Indulge in the rich and healthy goodness of this quick-to-make Gluten-Free Creamy White Chicken Chili. Featuring quick-cooking chicken thighs and gluten-free canned white beans, this recipe ensures a hearty meal without the need for lengthy simmering. Cream cheese provides the perfect finishing touch, adding richness and a subtle sweet tang to this comforting dish.
Ingredients:
- 2 (15-ounce) cans of gluten-free, no-salt-added great northern beans, rinsed and divided
- 1 tablespoon canola oil
- 1 pound boneless, skinless chicken thighs, trimmed and cut into bite-size pieces
- 1 ½ cups chopped yellow onion (1 medium)

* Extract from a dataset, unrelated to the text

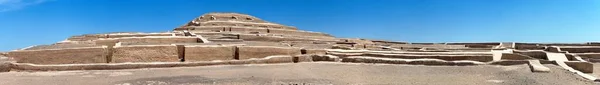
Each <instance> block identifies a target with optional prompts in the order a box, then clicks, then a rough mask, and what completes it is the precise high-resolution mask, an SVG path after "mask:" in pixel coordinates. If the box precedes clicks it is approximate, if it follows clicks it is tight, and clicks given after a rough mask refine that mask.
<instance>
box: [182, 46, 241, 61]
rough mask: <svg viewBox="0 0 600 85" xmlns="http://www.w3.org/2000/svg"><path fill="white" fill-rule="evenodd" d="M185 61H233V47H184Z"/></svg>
mask: <svg viewBox="0 0 600 85" xmlns="http://www.w3.org/2000/svg"><path fill="white" fill-rule="evenodd" d="M184 58H185V61H186V62H187V61H211V60H234V59H235V46H219V45H195V46H185V57H184Z"/></svg>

- ¾ cup chopped celery (2 medium stalks)
- 5 cloves garlic, chopped (2 tablespoons)
- 1 teaspoon ground cumin
- ¼ teaspoon salt
- 3 cups unsalted gluten-free chicken stock
- 1 (4-ounce) can chopped green chiles
- 4 ounces reduced-fat cream cheese
- ½ cup loosely packed fresh cilantro leaves
Directions:
- In a small bowl, mash 1 cup of beans using a whisk or potato masher.

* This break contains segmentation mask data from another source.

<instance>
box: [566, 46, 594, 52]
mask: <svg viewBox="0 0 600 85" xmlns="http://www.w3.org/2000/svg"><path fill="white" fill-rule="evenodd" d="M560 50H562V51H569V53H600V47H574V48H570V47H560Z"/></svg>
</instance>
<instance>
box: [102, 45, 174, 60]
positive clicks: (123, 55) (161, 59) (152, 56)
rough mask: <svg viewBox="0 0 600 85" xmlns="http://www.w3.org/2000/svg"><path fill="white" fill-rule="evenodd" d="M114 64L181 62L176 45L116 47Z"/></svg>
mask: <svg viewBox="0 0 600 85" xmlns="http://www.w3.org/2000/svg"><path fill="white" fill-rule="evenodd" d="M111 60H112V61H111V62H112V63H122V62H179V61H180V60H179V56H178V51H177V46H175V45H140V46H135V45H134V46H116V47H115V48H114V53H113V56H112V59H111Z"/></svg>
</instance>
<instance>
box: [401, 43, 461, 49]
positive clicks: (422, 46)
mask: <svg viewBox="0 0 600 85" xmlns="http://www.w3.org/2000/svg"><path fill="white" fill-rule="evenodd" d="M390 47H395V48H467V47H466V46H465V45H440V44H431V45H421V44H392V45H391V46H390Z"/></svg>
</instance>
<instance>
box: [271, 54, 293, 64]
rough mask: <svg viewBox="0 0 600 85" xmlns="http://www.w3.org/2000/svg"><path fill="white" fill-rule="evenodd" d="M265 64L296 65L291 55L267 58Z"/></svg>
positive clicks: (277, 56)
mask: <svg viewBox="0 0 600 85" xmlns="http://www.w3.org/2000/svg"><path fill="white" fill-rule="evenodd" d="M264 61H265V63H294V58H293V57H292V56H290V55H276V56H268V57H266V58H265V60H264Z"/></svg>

- Heat canola oil in a large heavy pot over high heat. Add chicken and cook, turning occasionally, until browned (4 to 5 minutes).
- Add chopped onion, celery, garlic, ground cumin, and salt. Cook until the onion is translucent and tender (4 to 5 minutes).

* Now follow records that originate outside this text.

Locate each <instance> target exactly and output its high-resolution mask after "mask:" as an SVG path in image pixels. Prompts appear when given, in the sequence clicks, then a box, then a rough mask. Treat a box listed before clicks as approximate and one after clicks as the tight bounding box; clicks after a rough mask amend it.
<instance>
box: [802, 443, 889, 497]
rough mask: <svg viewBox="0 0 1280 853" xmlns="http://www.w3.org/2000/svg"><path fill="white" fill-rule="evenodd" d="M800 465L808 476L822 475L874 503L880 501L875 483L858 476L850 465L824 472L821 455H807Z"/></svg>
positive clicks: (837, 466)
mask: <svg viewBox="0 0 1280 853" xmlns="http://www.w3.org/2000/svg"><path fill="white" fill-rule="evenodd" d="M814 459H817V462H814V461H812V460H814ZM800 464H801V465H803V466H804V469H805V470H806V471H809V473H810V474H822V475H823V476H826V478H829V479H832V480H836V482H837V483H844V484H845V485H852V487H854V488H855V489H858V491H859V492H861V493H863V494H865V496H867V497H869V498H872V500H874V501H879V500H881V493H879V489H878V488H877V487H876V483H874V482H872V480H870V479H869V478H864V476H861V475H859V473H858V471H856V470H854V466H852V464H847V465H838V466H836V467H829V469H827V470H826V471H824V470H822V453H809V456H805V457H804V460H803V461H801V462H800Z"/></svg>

- Introduce the remaining whole beans, the mashed beans, gluten-free chicken stock, and chopped green chiles to the pot. Bring to a boil, then reduce heat to medium and simmer until the chicken is thoroughly cooked (about 3 minutes).
- Remove the pot from heat and stir in the cream cheese until melted. Serve the chili topped with fresh cilantro.
Gluten-Free Note: This Creamy White Chicken Chili is not only rich and flavorful but also gluten-free, making it a safe and delicious option for those with gluten sensitivities or celiac disease. Enjoy this hearty and comforting meal without compromising on taste or dietary needs.